Alfred Bester is considered to be one of the ground breaking stylists of science fiction. He begin writing in the 1940s pulp era of science-fiction, and continued writing for almost forty years. But much like Cordwainer Smith, and perhaps Ray Bradbury, his reputation seems to not be as widely known as it could be, because he wrote very few stories in the form of the novel. When I read The Computer Connection, I learned a little about both the fame and lack of it that Bester has experienced.
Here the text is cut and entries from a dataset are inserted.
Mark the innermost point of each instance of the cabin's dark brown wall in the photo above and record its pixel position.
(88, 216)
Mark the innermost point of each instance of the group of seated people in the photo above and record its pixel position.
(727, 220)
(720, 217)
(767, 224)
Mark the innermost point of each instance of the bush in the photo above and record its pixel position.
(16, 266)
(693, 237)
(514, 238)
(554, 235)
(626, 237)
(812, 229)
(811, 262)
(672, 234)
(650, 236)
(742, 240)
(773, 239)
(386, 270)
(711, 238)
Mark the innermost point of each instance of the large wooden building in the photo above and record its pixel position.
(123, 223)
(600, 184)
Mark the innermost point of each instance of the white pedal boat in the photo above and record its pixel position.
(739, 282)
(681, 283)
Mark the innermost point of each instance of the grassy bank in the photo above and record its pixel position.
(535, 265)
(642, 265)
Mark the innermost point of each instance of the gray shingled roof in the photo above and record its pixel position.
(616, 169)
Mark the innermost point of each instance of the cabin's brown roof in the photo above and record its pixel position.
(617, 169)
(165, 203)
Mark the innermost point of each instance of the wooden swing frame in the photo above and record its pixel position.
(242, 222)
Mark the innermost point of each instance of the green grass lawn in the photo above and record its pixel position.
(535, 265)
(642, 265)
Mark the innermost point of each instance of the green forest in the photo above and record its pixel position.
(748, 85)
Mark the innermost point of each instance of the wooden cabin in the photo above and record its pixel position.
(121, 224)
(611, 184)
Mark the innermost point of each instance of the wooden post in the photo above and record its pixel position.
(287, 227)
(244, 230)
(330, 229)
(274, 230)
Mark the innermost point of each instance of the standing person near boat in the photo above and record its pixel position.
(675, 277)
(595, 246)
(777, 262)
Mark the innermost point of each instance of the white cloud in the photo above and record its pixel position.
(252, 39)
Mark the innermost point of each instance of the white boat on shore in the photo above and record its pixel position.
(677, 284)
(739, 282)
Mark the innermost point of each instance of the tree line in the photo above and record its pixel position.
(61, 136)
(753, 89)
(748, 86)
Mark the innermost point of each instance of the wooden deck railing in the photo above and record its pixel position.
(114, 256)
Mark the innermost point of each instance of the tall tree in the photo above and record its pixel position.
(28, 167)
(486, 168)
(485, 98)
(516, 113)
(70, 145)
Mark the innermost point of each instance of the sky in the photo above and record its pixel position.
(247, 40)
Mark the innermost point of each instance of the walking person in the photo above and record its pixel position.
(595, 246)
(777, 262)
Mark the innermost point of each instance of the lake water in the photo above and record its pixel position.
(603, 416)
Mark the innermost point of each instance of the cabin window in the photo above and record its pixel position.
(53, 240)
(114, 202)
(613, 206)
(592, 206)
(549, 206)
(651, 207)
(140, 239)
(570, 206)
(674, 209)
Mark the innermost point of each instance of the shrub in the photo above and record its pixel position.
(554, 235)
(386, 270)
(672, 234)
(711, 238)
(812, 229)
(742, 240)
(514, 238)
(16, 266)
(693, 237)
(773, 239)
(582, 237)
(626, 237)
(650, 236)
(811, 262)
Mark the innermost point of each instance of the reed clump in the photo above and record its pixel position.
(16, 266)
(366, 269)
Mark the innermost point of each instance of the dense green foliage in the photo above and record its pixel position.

The Computer Connection, also titled Extro, is not really a novel: it is the result of a serial called "The Indian Giver" which ran in the magazine Analog. The story in some ways reads as a novel, and in other ways reads as a picaresque adventure story. What stands out most about the story is the wild prefusion of style and ideas: the common people speak "Black Spanglish", a combination of black slang, English and Spanish, which Bester captures at times with great humorous detail. In anticipation of Snow Crash, the United States and the world is cut up into a variety of miniature interlocking corporations. The polluted bed of Lake Eerie has been taken over by the remaining Native American population of the United States, who have made it into the wealthiest part of the country. Jesus Christ is in the book, as a somewhat minor supporting character. The list of background details, some of them funny, some of them perhaps meaningful comments about society's development, is quite extensive.

You may have noticed that I have not mentioned the plot of this book yet. And the reader of the book might take a while to discover the plot, and might not even care once he has. At times the plot seems like it is just a vehicle for Bester to introduce us to the notion of what soap operas will look like a few hundred years from now. I think Bester did like his plot, though, and wanted us to like it too. The book centers around The Mole Men, a group of people who have endured life-shattering accidents and shocks, and who have because of this become immortal. They have been filling their immortal years gathering their resources and enjoying themselves and pursuing their separate interests. However, in the book, a new immortal is created: a brilliant Cherokee scientist whose transformation into an immortal is marred by the fact that at the same time, his brain comes under the influence of a worldwide computer network, that wishes to use him for its own ends, leading the other scattered immortals to go to war against him. That is actually a brief summary of the plot, leaving a lot out. The conclusion of the story, as well as the scenery that is passed getting there, is arrived at after many twists and turns. My description of the hyperkineticness of this story doesn't do it justice: you would have to read this book to find out how Alfred Bester jammed so much into a little over 200 pages, and how he is, indeed, a science fiction stylist and innovator of the highest order.